HSA’s & METCs

A Health Savings Account (HSA) is a tax-efficient way to provide medical, dental, and vision benefits approved by the Canada Revenue Agency. By utilizing an HSA, a corporation can write off 100% of the costs related to the plan, making it an excellent option for both employers and employees. Additionally, any expenses reimbursed through the HSA are tax-free for the employees, providing additional savings.

Medical Expense Tax Credits (METCs) and Health Savings Accounts (HSAs) are two methods that can help individuals save money on medical expenses, but they operate differently. METC offer a tax credit for eligible medical expenses that can be claimed on your tax return, reducing the amount of tax owed.

We can help you understand the differences between these two options and determine which one best fits your specific needs and financial goals.

HSA & METC Facts – True or False?

The shareholder MUST be earning a T4 income to set up a health spending account.

False: While not imperative, earning a T4 income is a good idea as it helps establish an employer-employee relationship, which can be advantageous if the CRA scrutinizes the arrangement. However, it is not mandatory.

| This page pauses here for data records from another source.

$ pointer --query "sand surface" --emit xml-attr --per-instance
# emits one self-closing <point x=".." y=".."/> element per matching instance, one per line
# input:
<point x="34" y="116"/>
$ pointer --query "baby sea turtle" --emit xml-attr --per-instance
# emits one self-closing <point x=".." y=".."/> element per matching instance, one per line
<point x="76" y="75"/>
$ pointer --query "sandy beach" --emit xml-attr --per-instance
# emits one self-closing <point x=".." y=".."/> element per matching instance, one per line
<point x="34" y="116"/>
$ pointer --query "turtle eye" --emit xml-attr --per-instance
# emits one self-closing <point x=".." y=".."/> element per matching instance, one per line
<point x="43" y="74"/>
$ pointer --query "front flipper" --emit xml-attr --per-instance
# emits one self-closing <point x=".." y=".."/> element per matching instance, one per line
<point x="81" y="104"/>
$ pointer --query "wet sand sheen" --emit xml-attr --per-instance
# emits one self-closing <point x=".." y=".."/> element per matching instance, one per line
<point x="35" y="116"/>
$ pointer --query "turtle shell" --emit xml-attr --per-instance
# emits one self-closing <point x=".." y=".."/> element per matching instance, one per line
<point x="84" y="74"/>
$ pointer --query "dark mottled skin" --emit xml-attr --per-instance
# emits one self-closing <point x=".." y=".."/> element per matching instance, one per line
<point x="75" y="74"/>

Only items mentioned in the METC list can be covered by an HSA.

True: While 90% or more of the expenses claimed through the HSA must appear on the METC list, there’s a 10% flexibility for necessary expenses not listed. This buffer is to cover necessary expenses that might not be listed due to an outdated METC list.

Companies with only one shareholder-employee cannot have a health spending account.

False: When set up correctly, a sole business owner as the sole employee can indeed have a health spending account (HSA). Key factors include establishing a fair limit compared to industry peers and ensuring an ‘element of risk.’

Corporations with as few as one employee can be eligible for an HSA.

True: Incorporated businesses, including shareholder employees and all other corporate employees, are eligible to participate in an HSA. Corporations with as few as one employee can be eligible as well.

Unused HSA credits can be rolled into an employee’s RRSP.

False: Unused HSA credits cannot be rolled into an RRSP at the end of the year. HSA dollars can only be used for qualified medical expenses. Redirecting the funds outside of a PHSP would render the plan non-compliant.

For the purposes of the new Canada Dental Benefit, a health spending account counts as Dental Coverage and must be reported on employees' T4s.

True: The CRA considers a Health Spending Account as Private Dental Insurance. When completing T4s, the plan sponsor must indicate that employees had dental coverage, regardless of usage or HSA plan amount.